J'entends, pour ma part, que la France apporte sa part à ce combat et je ne cesserai pendant ce septennat à la fois de me battre pour le développement et de condamner ceux qui baissent les bras ou ceux qui, hypocritement, se désengagent, et de ce point de vue, vous pouvez être assurés que je serai à vos côtés, et notamment cela va de soi car il faut faire des choix, - une famille comporte des frères, des cousins, des amis -, et notamment naturellement aux côtés de la famille francophone à laquelle nous lient bien sûr des liens particulièrement forts.

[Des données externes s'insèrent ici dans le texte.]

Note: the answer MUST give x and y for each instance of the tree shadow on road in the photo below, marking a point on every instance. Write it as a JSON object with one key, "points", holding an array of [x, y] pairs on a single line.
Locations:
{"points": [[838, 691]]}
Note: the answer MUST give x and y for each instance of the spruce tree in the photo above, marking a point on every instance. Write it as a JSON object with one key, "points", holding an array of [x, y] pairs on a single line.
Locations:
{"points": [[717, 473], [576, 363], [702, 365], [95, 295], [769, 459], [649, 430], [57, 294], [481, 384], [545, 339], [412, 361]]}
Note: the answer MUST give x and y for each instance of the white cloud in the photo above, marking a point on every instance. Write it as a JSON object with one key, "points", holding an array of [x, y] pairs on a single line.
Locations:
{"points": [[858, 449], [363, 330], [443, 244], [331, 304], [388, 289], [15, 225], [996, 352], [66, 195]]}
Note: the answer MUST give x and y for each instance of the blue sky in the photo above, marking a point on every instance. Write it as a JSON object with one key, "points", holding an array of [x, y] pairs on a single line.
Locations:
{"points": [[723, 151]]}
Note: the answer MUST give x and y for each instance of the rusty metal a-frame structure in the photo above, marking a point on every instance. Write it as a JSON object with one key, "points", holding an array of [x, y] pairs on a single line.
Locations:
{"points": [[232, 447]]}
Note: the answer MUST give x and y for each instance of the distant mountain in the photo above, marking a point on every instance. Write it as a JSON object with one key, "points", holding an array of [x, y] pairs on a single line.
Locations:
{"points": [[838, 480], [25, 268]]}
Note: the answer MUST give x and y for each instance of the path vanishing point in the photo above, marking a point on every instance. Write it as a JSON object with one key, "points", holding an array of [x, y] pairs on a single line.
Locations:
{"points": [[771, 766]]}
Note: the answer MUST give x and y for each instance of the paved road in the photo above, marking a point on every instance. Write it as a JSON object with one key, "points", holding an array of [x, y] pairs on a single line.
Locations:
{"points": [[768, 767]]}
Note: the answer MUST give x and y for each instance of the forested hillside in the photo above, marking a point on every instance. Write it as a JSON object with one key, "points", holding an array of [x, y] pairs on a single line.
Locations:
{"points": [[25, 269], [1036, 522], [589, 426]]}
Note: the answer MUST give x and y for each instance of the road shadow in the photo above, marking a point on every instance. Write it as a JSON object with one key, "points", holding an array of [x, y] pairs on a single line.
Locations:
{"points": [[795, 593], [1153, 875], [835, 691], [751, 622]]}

Voilà, mon cher Abdou, quelques réflexions, je n'ai pas ici l'impression vraiment de m'exprimer devant des étrangers, j'ai l'impression de m'exprimer dans ma famille, et cela peut vous paraître peut-être excessif, ne croyez pas que je veuille par là même faire la moindre ingérence dans les affaires du Sénégal. Je vous le dis avec mon coeur, et c'est avec le coeur que je remercie aujourd'hui l'ensemble des autorités sénégalaises pour l'accueil qu'elles m'ont réservé, et c'est avec mon coeur que maintenant, avant de lui passer la parole, je vais embrasser votre président.